The study was launched by the Sindh Human Rights Commission (SHRC) in collaboration with Friedrich Ebert Stiftung (FES) Pakistan. SHRC chairman Iqbal Ahmed Detho authored the study that encompasses legal and administrative gaps in the implementation of child-right laws.

The minister spoke about the eminence of committed and earnest efforts in addressing various human rights issues, including those concerning children and women.

Study launched on domestic child labour in country

He acknowledged the prolonged efforts made in this regard and pledged that the caretaker government and cabinet in Sindh would actively pursue policies to protect the rights of children and women.

He said that the Sindh government had taken the lead in enacting laws to protect the rights of the downtrodden sections of the society to help them.

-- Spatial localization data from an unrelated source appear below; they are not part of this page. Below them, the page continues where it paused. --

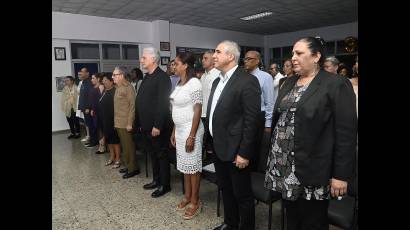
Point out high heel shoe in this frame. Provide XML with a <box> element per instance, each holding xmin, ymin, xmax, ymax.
<box><xmin>111</xmin><ymin>161</ymin><xmax>120</xmax><ymax>169</ymax></box>
<box><xmin>182</xmin><ymin>201</ymin><xmax>202</xmax><ymax>220</ymax></box>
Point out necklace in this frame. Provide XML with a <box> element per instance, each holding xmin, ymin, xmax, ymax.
<box><xmin>297</xmin><ymin>69</ymin><xmax>319</xmax><ymax>86</ymax></box>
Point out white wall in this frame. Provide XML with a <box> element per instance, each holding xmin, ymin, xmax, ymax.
<box><xmin>152</xmin><ymin>20</ymin><xmax>170</xmax><ymax>71</ymax></box>
<box><xmin>52</xmin><ymin>39</ymin><xmax>72</xmax><ymax>132</ymax></box>
<box><xmin>170</xmin><ymin>23</ymin><xmax>265</xmax><ymax>59</ymax></box>
<box><xmin>263</xmin><ymin>22</ymin><xmax>358</xmax><ymax>67</ymax></box>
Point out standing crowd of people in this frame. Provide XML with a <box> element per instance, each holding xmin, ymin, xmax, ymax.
<box><xmin>60</xmin><ymin>37</ymin><xmax>358</xmax><ymax>230</ymax></box>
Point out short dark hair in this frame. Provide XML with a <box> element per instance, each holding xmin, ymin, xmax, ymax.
<box><xmin>103</xmin><ymin>74</ymin><xmax>113</xmax><ymax>82</ymax></box>
<box><xmin>66</xmin><ymin>76</ymin><xmax>74</xmax><ymax>81</ymax></box>
<box><xmin>337</xmin><ymin>64</ymin><xmax>352</xmax><ymax>77</ymax></box>
<box><xmin>296</xmin><ymin>36</ymin><xmax>326</xmax><ymax>67</ymax></box>
<box><xmin>132</xmin><ymin>67</ymin><xmax>144</xmax><ymax>80</ymax></box>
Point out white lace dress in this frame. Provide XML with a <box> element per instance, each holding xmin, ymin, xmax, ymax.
<box><xmin>170</xmin><ymin>78</ymin><xmax>204</xmax><ymax>174</ymax></box>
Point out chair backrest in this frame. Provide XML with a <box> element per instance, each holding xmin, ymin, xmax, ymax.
<box><xmin>256</xmin><ymin>133</ymin><xmax>271</xmax><ymax>173</ymax></box>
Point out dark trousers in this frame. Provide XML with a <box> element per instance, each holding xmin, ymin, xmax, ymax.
<box><xmin>201</xmin><ymin>117</ymin><xmax>213</xmax><ymax>161</ymax></box>
<box><xmin>66</xmin><ymin>109</ymin><xmax>80</xmax><ymax>135</ymax></box>
<box><xmin>117</xmin><ymin>128</ymin><xmax>139</xmax><ymax>172</ymax></box>
<box><xmin>214</xmin><ymin>154</ymin><xmax>255</xmax><ymax>230</ymax></box>
<box><xmin>142</xmin><ymin>130</ymin><xmax>170</xmax><ymax>187</ymax></box>
<box><xmin>84</xmin><ymin>112</ymin><xmax>97</xmax><ymax>145</ymax></box>
<box><xmin>284</xmin><ymin>198</ymin><xmax>329</xmax><ymax>230</ymax></box>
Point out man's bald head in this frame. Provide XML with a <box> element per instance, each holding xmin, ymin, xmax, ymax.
<box><xmin>244</xmin><ymin>50</ymin><xmax>261</xmax><ymax>72</ymax></box>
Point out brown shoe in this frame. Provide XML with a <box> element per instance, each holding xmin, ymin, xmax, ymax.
<box><xmin>176</xmin><ymin>198</ymin><xmax>190</xmax><ymax>211</ymax></box>
<box><xmin>182</xmin><ymin>201</ymin><xmax>202</xmax><ymax>220</ymax></box>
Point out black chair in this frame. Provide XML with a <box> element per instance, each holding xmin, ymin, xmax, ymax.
<box><xmin>328</xmin><ymin>148</ymin><xmax>358</xmax><ymax>230</ymax></box>
<box><xmin>251</xmin><ymin>131</ymin><xmax>284</xmax><ymax>230</ymax></box>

In response to a question, Ahmed Shah said that funds had been released by the Sindh government for the repair of all the schools that were affected during the floods in the province.

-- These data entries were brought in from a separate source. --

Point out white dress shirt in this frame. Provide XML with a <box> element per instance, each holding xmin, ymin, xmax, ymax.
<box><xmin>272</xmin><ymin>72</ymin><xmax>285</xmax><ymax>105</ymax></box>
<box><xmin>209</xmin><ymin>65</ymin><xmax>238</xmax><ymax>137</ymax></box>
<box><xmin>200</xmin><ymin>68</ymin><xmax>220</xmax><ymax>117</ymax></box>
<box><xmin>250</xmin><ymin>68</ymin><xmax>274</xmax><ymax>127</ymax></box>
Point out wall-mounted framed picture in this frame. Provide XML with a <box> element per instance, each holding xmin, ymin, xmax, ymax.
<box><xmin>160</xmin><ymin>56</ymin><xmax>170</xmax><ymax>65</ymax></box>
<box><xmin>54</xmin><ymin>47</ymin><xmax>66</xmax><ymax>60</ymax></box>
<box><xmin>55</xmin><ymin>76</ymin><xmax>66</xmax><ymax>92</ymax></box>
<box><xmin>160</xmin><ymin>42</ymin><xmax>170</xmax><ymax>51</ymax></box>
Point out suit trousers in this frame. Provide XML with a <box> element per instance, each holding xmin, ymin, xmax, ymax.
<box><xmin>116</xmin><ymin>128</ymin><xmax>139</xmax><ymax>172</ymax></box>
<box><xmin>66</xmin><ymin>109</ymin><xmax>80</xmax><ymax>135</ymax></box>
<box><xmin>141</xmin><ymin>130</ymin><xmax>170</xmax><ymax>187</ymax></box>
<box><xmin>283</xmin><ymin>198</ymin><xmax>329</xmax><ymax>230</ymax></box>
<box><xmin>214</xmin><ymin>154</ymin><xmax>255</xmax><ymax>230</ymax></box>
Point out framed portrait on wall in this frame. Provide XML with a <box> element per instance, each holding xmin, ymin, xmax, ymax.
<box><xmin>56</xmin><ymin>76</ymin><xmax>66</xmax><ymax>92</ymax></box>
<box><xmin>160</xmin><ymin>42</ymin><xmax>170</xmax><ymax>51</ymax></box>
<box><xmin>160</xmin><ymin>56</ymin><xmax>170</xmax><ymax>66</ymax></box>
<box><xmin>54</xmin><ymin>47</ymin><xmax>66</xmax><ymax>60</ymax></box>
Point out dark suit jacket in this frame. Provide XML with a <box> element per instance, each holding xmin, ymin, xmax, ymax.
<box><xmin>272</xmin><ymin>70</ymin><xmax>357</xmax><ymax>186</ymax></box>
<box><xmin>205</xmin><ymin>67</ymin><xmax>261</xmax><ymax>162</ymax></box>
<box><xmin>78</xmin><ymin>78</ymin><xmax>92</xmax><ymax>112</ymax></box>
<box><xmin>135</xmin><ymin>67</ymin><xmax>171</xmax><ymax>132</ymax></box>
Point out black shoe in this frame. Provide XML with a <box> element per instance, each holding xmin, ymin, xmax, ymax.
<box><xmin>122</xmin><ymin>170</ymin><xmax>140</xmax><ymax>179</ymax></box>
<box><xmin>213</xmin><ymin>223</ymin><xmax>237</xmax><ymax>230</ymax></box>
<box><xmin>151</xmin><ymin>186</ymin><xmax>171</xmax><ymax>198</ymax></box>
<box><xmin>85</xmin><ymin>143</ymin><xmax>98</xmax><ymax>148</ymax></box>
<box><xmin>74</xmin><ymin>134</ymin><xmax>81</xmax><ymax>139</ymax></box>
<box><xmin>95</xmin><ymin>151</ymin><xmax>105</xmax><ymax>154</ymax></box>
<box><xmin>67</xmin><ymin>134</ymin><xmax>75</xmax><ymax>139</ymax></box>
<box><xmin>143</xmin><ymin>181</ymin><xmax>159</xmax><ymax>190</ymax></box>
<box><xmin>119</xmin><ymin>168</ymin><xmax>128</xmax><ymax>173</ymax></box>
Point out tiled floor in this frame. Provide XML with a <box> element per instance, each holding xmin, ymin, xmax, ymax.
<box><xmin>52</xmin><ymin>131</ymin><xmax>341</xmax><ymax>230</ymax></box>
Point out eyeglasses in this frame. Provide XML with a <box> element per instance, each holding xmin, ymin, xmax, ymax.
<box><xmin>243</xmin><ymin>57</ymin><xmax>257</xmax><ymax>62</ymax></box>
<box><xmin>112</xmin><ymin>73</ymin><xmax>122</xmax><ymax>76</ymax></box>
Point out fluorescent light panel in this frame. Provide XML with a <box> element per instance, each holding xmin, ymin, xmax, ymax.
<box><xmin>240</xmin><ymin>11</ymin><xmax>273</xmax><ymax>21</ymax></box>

Earlier, German Consul General in Karachi Dr Ruediger Lotz stressed on the detrimental impacts of child labour and said it affects their development, compromises their dignity and takes from them other childhood essentials including education. He also praised the efforts of government bodies and the German political foundation for advocacy on child-rights.

SHRC chairman Iqbal Detho highlighted several disturbing examples of domestic child abuse, and examined these within the international, national and provincial legal frameworks.

He also emphasised on the gravity of bonded labour and declared it a heinous offense as per the discourse on the Sindh Bonded Labour Act of 2016. The discussion also touched upon the Labour Force Survey and Section 374 of the Pakistan Penal Code.

Sindh Labour Secretary Shariq Ahmed emphasised on the challenge of implementing laws due to the department operating at only half its required capacity.

Senator Taj Haider of the Pakistan Peoples Party highlighted many laws in Pakistan are not in accordance with the international conventions that the country has signed.

He spoke about the need for state intervention to understand why children are not attending school and suggested that authorities should engage with parents to address this issue.

Barrister Rida Tahir highlighted the legal gaps regarding child domestic labour. Referring to an ILO study, she shared data indicating that women and girls are often hired under the pretext of being skilled babysitters.

Saghir Bukhari from the ILO noted an increase in child labour post-Covid and stressed for spreading awareness among parents.

Senior trade unionist Habibuddin Junaidi expressed his appreciation for the efforts being made by the SHRC regarding the matter of child labour.

Speaking on the occasion, FES Programme Adviser Abdullah Dayo conveyed that the study would also be translated into Urdu for the mass public awareness.

In conclusion, FES Country Director Dr Niels Hegewisch thanked the participants and pledged for more collaborative efforts with the government and civil society to highlight challenges and for advocating necessary changes in policies and implementations to tackle domestic child labour in Pakistan.